E l’Italia? E l’Italianità in questi tempi sovranisti? Quando Marco Consoli di Repubblica gli chiede come gli italiani vengano visti in America, Pigazzi va giù di pasta, pizza e mandolino e opera lirica e tutte quelle cartoline (ma basta!) amate dai dolcegabbanismi stereotipanti. Pigazzi non se ne lamenta, ma qualcosa si intuisce. Egli è un millennial di ultimo periodo (già quasi GEN Z) e – chissà, forse? – vorrebbe immaginare un’italianità diversa dagli stereotipi dell’Italietta novecentesca del dopoguerra drogato di piano Marshall? L’intervista non è così audace e politica, ma scrutando il ragazzo sui social e sui media (si chiama stalking, lo ammetto), si intuisce che parliamo di uno che sa il fatto suo, ma che sa anche gestire le pubbliche relazioni.

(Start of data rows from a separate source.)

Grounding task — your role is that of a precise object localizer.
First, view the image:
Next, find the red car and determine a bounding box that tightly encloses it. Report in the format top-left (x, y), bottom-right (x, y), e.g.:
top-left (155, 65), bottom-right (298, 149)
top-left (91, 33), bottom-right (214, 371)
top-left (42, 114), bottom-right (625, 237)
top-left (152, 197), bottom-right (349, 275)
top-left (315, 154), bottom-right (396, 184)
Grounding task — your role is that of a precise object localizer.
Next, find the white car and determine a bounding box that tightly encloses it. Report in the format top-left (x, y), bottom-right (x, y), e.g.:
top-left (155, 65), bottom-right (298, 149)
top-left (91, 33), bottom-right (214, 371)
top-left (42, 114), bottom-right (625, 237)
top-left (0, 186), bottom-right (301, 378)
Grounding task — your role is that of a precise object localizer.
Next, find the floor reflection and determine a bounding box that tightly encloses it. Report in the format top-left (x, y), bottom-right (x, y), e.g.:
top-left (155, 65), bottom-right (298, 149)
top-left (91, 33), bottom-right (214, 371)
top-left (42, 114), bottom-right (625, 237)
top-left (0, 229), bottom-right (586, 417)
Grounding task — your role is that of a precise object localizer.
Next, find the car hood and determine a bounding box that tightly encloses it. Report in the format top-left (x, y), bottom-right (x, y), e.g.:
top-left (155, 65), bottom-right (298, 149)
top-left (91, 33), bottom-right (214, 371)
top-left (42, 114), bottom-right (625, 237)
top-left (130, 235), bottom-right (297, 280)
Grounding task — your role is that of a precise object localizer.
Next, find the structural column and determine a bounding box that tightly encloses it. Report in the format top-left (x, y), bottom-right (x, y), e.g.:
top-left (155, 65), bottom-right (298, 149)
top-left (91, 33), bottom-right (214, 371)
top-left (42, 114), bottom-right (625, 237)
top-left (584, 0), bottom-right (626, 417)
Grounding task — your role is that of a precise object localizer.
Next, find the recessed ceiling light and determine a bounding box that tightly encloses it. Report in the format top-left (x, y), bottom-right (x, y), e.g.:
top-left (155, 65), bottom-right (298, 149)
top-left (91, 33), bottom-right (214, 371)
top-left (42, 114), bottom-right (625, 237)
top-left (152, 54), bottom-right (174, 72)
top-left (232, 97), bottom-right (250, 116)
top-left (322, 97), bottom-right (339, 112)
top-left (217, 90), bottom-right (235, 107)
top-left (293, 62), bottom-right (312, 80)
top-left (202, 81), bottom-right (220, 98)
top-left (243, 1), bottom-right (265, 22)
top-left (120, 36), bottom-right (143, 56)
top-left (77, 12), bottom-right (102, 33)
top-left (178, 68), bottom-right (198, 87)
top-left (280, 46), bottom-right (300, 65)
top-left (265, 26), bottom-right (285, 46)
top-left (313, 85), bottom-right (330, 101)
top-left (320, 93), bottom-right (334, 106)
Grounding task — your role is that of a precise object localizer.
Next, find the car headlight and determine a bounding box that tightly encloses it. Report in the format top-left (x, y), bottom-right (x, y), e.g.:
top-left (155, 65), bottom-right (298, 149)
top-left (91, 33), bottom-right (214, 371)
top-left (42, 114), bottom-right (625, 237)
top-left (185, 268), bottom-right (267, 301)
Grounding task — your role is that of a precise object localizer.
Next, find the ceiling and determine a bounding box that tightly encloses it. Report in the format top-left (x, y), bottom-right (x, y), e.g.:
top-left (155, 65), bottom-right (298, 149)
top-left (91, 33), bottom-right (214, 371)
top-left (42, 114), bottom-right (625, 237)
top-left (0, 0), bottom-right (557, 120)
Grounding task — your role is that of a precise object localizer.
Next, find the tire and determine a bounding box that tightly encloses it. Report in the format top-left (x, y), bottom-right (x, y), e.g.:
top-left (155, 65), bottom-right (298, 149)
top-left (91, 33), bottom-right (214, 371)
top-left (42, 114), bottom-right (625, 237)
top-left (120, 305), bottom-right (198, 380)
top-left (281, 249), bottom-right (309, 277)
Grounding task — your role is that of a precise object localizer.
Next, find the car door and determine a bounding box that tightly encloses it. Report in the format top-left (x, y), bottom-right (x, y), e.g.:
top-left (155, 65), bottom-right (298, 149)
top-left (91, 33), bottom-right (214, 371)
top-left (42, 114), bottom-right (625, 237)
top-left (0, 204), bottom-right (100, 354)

Quindi, Pigazzi – che con evidenza non disdegna ruoli queer – risponde alla fatidica domanda: ma gli attori gay possono interpretare ruoli etero e viceversa? (sì, oggi anche Stanley Tucci ha detto la sua su questo tema tanto discusso negli USA). Sebastiano Pigazzi su questo è chiaro e non abbocca all’onda omologante del politicamente corretto a tutti i costi. E dice che bisogna essere liberi di recitare nel ruolo che si vuole, senza limitazioni.

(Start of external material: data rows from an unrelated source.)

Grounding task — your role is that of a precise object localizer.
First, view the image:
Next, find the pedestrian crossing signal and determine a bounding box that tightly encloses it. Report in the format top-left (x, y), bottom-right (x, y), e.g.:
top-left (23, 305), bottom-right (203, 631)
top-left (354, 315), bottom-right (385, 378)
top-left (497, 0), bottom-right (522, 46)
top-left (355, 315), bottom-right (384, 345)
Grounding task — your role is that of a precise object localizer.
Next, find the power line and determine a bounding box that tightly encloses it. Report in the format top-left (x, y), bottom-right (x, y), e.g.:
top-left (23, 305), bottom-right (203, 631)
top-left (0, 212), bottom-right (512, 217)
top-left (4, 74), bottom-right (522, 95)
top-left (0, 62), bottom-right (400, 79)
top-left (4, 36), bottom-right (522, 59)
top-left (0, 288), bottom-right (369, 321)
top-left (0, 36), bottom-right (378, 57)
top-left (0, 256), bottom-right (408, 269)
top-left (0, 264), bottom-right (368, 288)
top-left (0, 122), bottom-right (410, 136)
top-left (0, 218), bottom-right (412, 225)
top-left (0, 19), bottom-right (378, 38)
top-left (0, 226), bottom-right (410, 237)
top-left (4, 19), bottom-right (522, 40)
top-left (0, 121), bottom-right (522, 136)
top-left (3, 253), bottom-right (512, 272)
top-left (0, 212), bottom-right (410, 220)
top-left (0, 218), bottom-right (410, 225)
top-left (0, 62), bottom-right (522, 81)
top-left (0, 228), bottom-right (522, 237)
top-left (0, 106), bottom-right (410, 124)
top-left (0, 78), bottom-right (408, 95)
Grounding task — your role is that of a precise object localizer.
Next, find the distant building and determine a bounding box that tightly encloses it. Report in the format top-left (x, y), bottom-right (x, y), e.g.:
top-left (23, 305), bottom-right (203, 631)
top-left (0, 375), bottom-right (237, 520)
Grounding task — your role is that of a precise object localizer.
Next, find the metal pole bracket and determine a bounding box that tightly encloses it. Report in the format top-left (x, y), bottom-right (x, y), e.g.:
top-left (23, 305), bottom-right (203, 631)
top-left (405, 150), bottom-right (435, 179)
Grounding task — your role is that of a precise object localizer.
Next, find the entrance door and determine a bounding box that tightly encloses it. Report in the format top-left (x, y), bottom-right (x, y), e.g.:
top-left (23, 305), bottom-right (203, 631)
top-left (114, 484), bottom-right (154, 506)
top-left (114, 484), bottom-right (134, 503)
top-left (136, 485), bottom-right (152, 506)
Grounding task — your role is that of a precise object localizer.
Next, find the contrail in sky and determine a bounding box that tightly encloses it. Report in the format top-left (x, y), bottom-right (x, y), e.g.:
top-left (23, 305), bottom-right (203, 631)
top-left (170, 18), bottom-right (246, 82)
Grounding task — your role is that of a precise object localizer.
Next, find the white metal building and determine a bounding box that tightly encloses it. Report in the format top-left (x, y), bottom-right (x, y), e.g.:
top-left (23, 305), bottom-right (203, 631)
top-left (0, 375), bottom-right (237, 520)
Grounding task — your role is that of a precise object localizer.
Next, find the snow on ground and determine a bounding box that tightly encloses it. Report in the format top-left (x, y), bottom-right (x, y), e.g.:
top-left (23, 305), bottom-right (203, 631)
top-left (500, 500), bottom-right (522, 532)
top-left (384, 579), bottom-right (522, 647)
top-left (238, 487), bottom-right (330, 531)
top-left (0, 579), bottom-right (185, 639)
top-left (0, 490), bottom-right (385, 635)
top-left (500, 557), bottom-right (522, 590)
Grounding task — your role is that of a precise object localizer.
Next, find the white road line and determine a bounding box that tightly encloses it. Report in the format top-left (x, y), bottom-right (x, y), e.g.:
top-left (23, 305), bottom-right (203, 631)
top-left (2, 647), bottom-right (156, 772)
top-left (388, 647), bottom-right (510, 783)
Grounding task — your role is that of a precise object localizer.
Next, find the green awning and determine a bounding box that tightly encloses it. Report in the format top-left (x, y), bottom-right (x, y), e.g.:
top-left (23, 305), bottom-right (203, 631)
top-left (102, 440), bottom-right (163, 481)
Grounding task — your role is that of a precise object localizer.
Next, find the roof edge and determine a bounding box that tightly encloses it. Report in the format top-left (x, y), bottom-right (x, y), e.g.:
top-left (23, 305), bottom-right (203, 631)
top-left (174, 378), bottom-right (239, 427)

E c’ha ragione, è la mia opinione non richiesta.
Dice Pigazzi, in un impeto di pubbliche relazioni attentissime a non pestare m…., che gli Americani non apprezzano le restrizioni alla libertà di espressione, anche se sostengono l’uguaglianza tra le persone. E però il nipote di Bud non si tira indietro. E spiega che basta, basta a questa paura diffusa di dire qualcosa di sbagliato, per timore di diventare vittime della cancel culture. E che per questo ora sta in fissa con il cinema di Orson Welles. Perché, spiega Pigazzi, Welles metteva in discussione lo status quo e sosteneva che gli artisti dovessero esprimersi liberamente e sperimentare, invece di concentrarsi unicamente sul raggiungimento di un obiettivo. Perché gli obiettivi sono roba da profitto, materiale da far maneggiare a businessman, produttori e gente che maneggia il denaro.